Veggie cars highlight green festival

Michael and Judy Carman bought their tiny white Volkswagen on eBay. It gets 1,000 miles per gallon, you could cook your dinner in the gas tank and it cost them exactly zero cents to drive it from Lecompton to Wisconsin.

It runs on vegetable oil, and they call it the “veggie car.”

The veggie car and other examples of sustainable creativity were on display Sunday at the Little Green Festival at Burcham Park. The event was organized by Lawrence resident Alison Roepe, who hoped to generate conversation about sustainability in the city.

“This has heightened my awareness because now I know what other people are doing,” said Tom Borgardus, who added a hydrogen generator to his Ford pickup truck.

“It seems to get a few more miles per gallon,” he said.

Borgardus was one of an estimated 200 people and 34 vendors who attended the festival, which was hampered by rain but nonetheless created the kind of discussion and networking Roepe hoped for.

“It’s nice to have an event and get people talking,” she said. “That is very critical.”

Rich Wenzel of the Lawrence Sustainability Network said the green movement in Lawrence is part of a larger worldwide effort.

“More and more people are saying, ‘Hey, how can we change our lifestyle?'” he said. “It’s a phenomenon that’s not only happening in the U.S., but around the world.”

“It’s growing all over the country, and Lawrence is just a part of it,” said Steve Stemmerman, who staffed an information table with Wenzel. They said that the event helped them begin planning collaborative efforts with other like-minded groups in Lawrence, which will allow them to spread their message.

Stemmerman said the green movement has no target audience: “It’s anyone who wants to be involved.”

Roepe said she was inspired to conduct the event at Burcham Park because it is the proposed site of a boathouse for the Kansas University rowing team.

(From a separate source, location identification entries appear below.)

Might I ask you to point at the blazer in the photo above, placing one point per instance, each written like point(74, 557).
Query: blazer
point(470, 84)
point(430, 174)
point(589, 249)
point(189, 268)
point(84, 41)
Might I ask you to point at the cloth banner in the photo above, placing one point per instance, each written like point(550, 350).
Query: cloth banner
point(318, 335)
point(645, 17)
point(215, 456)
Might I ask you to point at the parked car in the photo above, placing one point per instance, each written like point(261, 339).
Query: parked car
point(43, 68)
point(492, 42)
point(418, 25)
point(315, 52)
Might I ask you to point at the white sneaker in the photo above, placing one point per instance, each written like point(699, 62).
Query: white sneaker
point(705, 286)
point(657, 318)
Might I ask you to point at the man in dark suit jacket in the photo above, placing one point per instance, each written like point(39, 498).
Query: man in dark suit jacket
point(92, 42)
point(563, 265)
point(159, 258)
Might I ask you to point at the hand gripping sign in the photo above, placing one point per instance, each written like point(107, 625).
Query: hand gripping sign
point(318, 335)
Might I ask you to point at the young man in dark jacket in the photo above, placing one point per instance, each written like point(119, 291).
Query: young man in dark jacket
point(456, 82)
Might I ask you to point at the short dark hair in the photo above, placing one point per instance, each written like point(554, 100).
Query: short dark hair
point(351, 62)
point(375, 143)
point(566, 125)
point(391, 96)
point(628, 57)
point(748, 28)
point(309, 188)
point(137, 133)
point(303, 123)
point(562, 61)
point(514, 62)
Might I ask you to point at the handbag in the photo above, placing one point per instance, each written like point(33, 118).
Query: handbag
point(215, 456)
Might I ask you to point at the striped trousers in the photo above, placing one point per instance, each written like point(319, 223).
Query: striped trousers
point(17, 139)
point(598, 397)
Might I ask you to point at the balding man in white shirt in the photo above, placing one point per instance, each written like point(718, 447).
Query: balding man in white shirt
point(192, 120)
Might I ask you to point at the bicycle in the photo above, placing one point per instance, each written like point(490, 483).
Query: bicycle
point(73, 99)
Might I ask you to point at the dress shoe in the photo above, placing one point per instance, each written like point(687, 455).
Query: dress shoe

Roepe said that the project would uproot 8,000 square feet of historic cottonwood trees, harming the environment, destabilizing the riverbank and ruining the view of the river.

“I don’t know if KU thinks very much of the conservation efforts,” Roepe said. But she conceded that the boathouse could make the area safer by adding more lighting.

“I just feel strongly about protecting the beauty we have here” in Lawrence, she said. “It saddens me that it seems not very important.”

The commitment of Lawrence’s green advocates surprised Corey Call, whose shaggy mohawk stood out in the crowd of mostly middle-aged men and women and children.

“I’m really impressed by the green event,” he said. “I didn’t realize there was so much interest in it. It’s growing, and we’re glad to be pushing that along.”